痛いくらいに吸われて、僕は、こわくなった。
(やめて!)
「ん…んんっ……う」
両手を突っぱろうとしても、高橋君の体重に、ベッドに押さえつけられたままだ。
(いやだ!やめて!やめて――!)
高橋君の舌は、それ自体が生き物のように僕の口の中を動いて、上あごや歯の裏を刺激する。初めての感触が気持ち悪くて、息苦しくて、僕は涙が出てきた。
(やめて)
高橋君の手が、僕のパジャマのボタンをはずす。
上半身が肌蹴られ、僕は身震いした。
僕の上に馬乗りになったまま、高橋君は唇を離すと、僕の裸の胸をじっと見た。
「綺麗だ、葵。おんなじ男だなんて思えない」
掌が、僕の胸の上を滑る。
「いやだ……」
僕は、呟いた。
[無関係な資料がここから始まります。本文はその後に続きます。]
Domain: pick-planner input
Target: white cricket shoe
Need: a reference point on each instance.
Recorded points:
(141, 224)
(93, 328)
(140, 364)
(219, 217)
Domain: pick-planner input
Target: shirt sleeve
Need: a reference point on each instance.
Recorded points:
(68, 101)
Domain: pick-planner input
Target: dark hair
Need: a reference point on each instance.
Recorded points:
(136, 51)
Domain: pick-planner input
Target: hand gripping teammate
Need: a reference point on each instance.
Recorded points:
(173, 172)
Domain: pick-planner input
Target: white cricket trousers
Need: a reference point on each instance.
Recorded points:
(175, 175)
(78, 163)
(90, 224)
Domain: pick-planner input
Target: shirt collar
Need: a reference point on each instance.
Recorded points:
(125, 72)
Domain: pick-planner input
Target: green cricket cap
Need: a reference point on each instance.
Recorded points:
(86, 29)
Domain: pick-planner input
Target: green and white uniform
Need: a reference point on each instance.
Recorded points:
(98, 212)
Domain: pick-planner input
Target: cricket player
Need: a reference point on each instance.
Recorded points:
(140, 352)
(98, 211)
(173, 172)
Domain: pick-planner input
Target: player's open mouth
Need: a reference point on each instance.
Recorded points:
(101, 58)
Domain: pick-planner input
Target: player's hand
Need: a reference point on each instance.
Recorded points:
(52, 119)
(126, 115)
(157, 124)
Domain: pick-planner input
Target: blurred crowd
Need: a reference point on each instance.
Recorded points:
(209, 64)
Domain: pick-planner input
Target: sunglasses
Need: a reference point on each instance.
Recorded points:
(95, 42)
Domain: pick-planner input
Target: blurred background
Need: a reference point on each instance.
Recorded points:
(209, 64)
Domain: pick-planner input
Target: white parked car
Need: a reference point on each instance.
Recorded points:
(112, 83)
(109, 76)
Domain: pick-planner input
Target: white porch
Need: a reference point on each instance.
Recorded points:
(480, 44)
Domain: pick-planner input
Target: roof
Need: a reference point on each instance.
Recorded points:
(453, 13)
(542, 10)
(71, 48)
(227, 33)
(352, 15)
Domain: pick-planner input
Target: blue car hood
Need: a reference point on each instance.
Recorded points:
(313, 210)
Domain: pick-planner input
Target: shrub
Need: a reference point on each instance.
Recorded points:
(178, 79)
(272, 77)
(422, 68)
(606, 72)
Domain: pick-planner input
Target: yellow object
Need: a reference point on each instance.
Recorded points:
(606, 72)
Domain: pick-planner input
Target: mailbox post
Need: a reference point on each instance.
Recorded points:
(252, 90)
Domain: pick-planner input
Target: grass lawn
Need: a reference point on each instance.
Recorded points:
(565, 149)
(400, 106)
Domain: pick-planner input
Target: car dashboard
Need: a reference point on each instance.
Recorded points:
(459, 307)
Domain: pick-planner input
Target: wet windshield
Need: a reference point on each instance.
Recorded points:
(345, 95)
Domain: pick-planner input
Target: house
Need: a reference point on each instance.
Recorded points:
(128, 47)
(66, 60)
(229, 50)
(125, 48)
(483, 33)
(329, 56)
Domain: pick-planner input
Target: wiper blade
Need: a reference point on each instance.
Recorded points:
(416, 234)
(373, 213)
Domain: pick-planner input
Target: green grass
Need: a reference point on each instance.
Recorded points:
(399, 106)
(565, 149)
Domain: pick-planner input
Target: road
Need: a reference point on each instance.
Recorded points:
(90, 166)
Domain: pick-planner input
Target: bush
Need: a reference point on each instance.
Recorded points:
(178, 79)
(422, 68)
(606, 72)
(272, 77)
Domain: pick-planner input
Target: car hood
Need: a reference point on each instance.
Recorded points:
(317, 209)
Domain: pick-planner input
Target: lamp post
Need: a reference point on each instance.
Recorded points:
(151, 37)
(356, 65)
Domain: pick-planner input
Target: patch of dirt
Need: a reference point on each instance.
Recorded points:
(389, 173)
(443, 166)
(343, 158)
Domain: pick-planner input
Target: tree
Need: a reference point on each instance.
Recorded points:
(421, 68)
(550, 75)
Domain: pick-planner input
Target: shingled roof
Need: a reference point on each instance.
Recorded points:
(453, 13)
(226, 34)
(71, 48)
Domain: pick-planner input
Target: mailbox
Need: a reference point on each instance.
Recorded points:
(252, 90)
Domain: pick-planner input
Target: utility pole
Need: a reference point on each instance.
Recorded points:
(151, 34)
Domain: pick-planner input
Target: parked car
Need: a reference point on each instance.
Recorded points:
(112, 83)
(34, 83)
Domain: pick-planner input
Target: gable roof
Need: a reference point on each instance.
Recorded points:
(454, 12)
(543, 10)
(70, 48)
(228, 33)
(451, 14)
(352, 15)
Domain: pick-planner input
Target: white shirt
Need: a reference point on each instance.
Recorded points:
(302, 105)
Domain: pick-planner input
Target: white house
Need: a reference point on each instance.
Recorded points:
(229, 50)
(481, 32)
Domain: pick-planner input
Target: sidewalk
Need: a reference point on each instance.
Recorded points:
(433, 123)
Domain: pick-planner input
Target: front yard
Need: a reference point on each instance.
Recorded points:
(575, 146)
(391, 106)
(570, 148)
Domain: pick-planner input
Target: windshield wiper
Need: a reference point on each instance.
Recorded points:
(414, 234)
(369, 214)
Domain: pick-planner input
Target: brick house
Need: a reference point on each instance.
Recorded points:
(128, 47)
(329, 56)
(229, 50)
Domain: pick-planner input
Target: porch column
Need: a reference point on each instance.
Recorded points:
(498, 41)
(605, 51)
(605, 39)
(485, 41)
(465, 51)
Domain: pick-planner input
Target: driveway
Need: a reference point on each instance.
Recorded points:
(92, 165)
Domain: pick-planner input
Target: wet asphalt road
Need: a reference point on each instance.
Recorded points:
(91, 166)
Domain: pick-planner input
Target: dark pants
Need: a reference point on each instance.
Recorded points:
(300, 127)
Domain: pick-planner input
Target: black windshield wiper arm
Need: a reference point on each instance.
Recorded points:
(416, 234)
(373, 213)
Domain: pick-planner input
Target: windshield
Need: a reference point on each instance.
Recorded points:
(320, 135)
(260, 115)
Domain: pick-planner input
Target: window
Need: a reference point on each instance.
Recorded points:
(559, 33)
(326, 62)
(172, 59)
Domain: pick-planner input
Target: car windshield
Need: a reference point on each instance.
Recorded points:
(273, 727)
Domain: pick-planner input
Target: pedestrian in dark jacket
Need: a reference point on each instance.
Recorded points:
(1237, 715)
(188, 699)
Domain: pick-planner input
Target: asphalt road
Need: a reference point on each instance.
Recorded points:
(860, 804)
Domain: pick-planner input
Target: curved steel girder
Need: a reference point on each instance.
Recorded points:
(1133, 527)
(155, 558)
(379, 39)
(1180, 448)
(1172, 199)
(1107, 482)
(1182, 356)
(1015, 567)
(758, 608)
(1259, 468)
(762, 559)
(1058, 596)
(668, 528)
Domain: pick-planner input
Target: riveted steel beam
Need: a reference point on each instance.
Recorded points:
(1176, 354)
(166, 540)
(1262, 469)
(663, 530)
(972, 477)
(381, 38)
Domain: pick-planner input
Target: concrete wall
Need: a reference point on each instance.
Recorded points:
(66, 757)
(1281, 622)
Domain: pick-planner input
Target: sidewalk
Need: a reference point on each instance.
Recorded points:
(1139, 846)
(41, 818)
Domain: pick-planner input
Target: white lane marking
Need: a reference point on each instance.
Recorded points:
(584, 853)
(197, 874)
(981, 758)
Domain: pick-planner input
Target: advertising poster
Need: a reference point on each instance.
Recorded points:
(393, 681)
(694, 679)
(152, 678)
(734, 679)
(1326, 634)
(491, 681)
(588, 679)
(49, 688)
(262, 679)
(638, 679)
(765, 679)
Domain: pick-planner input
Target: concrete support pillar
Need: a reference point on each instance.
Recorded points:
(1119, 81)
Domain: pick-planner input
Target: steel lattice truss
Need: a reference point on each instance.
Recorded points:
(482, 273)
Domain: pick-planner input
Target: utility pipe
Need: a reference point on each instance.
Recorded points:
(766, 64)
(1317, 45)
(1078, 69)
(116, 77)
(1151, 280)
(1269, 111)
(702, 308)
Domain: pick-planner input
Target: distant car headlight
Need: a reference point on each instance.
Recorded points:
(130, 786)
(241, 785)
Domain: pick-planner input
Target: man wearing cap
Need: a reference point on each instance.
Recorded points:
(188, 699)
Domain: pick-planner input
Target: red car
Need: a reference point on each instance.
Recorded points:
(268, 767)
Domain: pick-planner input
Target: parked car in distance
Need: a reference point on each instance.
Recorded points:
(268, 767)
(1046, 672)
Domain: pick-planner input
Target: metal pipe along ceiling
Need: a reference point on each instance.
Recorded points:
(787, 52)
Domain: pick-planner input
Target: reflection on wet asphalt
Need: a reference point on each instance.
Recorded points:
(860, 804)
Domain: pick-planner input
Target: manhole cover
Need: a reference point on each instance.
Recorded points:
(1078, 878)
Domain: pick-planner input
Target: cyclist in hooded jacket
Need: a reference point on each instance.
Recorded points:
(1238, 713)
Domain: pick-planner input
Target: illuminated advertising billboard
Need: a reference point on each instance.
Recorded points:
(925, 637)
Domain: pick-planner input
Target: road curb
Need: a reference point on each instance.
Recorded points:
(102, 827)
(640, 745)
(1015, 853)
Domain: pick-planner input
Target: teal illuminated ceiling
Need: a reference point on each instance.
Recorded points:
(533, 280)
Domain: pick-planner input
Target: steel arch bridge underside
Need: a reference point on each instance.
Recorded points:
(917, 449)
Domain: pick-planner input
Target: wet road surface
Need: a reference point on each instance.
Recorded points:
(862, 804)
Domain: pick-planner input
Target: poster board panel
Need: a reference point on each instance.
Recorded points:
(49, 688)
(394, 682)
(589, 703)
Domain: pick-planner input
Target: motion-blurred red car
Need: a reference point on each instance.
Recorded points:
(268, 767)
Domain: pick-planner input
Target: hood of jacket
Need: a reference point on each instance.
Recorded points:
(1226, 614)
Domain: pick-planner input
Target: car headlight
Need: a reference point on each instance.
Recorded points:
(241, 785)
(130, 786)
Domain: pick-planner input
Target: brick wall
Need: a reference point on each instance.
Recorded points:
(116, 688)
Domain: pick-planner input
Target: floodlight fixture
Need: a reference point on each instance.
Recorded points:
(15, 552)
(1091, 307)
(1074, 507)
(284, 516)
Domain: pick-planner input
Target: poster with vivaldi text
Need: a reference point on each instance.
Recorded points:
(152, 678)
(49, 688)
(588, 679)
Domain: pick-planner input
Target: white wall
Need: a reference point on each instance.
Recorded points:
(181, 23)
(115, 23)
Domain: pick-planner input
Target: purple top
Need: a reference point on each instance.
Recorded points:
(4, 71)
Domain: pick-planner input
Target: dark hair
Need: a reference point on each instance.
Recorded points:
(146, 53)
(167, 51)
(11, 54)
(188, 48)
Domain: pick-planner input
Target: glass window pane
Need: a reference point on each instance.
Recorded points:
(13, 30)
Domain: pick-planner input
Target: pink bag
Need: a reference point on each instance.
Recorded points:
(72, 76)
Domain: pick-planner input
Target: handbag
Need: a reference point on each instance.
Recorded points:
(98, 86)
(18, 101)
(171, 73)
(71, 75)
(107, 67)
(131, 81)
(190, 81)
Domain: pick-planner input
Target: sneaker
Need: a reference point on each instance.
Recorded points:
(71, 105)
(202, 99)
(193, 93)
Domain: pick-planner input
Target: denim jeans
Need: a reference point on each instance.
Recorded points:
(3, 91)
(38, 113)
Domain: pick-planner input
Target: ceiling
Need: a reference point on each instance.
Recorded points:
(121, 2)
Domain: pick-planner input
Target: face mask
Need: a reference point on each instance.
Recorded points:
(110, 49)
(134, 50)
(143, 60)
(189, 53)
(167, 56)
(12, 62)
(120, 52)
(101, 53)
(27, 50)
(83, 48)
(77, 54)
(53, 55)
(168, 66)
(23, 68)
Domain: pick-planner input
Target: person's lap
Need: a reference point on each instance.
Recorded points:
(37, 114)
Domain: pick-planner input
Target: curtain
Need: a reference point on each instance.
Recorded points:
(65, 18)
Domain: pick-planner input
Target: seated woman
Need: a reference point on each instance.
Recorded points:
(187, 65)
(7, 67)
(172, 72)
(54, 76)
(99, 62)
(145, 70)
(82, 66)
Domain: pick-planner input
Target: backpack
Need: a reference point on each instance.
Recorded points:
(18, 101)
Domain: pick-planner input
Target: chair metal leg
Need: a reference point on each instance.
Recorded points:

けれど、声がかすれて言葉にならなかった。

高橋君の唇が僕の胸に降りて、敏感な部分を舌で転がされた。
「やめっ」
高橋君の手がパジャマのズボンに滑り込んできたとき、僕は無意識に叫んでいた。

「いやだっ、秋山君っ、助けて」

あの、溺れた日に川で彼の名前を叫んだように、僕は必死に秋山君を呼んだ。
「秋山君っ!」
はっと気がつくと、高橋君が僕を見下ろしていた。
青褪めたように見えるのは、周りが暗いせいじゃない。
「おまえ……」
ゾクッと背中が震えた。

「お前、秋山のことが、好きなのか?」


頭の中が、パニックを起こしている。
ぐるぐると―――秋山君の顔が、前原さんの顔が、そして目の前のこわばった高橋君の顔が―――ぐるぐるぐるぐる、回っている。


「言わないで!」

僕は、そう言って高橋君の腕を掴んだ。
僕は、秋山君に嫌われていた。
やっと、友達らしくなったのに、こんなことがばれたら――僕が秋山君のことを好きだなんて知られたら――また、嫌われてしまう。
「お願い……絶対、言わないで……」
この言葉は、高橋君の言葉を肯定していることだった。
高橋君は、じっと僕を見た。
暗い瞳だった。
今まで見たことのない、冷たい瞳だった。
僕は、ようやく自分の言ったことの意味に気がついて、血の気が引いた。
最悪の形で、高橋君に告げてしまった。
「あ……」
僕が、掴んでいた手を離すと、今度は、高橋君が僕の腕を掴んだ。

「……言わないよ」

この冷たく低い声は、一体、誰の声?
「言わないから……葵、抱かせろよ」
(え?)
「秋山に、知られたくないなら、大人しくしてろよ」
高橋君が、僕に覆い被さった。

(知られたくないなら―――)

知られたくない、絶対。

(……なら、大人しくしてろよ)

僕は、自分の身体を這う高橋君の唇の感触をひどく遠くに感じながら、薄暗い天井を見つめた。